A partir do ano seguinte notou-se uma diminuição gradual na quantidade de eventos, o que significaria o início do fim da Farra do Boi. Entretanto os farristas, contrariando a decisão do STF, organizaram-se e tentaram reverter a situação em seu favor. No ano de 2000, um projeto de lei tentou legalizar, na Assembleia Legislativa, a Farra do Boi em mangueirões, com a alegação de que, agora, o fariam sem maus-tratos aos bois. Apesar de ter sido aprovado o projeto foi vetado pelo então governador Esperidião Amin, que reconheceu a sua inconstitucionalidade. Ainda no mesmo ano o Tribunal de Justiça de Santa Catarina expediu despacho mantendo em R$ 500 por dia a multa fixada ao Estado por descumprir a decisão do STF.

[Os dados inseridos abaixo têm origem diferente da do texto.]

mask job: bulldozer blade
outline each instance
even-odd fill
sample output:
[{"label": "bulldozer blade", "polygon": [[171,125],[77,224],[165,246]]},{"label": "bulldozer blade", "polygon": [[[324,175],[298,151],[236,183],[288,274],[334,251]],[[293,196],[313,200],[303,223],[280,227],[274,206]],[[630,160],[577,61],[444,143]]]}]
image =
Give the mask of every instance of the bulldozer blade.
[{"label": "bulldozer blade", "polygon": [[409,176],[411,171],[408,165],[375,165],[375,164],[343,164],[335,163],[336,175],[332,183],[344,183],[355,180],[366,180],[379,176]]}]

Ainda assim a fiscalização e repressão ao ato e seus participantes é considerada insuficiente por todas as entidades envolvidas nos esforços de erradicação da farra.[13] Essas entidades acreditam que interesses político-eleitoreiros sejam a causa da perpetuação da infração da Lei Federal 9605/98, que prevê pena de multa e detenção para quem maltrata animais.

Em 2007 o município de Governador Celso Ramos aprovou a Lei Municipal Nº 542/2007,[8] que regularizava a prática e a enquadrava como patrimônio cultural, tendo seu nome alterado para Brincadeira do Boi. A lei previa também responsabilidades civil do organizador em caso de excessos ao animal e ferimentos a terceiros além de outras regulamentações. No mesmo ano, no dia 22 de outubro, porém, o Pleno do Tribunal de Justiça deferiu o pedido de liminar requerido pelo Ministério Público de Santa Catarina para suspender a aplicação da lei.

Em fevereiro de 2019 a Associação Catarinense de Proteção aos Animais fez uma campanha nas redes sociais pedindo o aumento na fiscalização dos casos de Farra do Boi em Santa Catarina. A campanha foi impulsionada por mais um flagrante de Farra do Boi feito na madrugada de 4 de fevereiro na Costa da Lagoa.[14]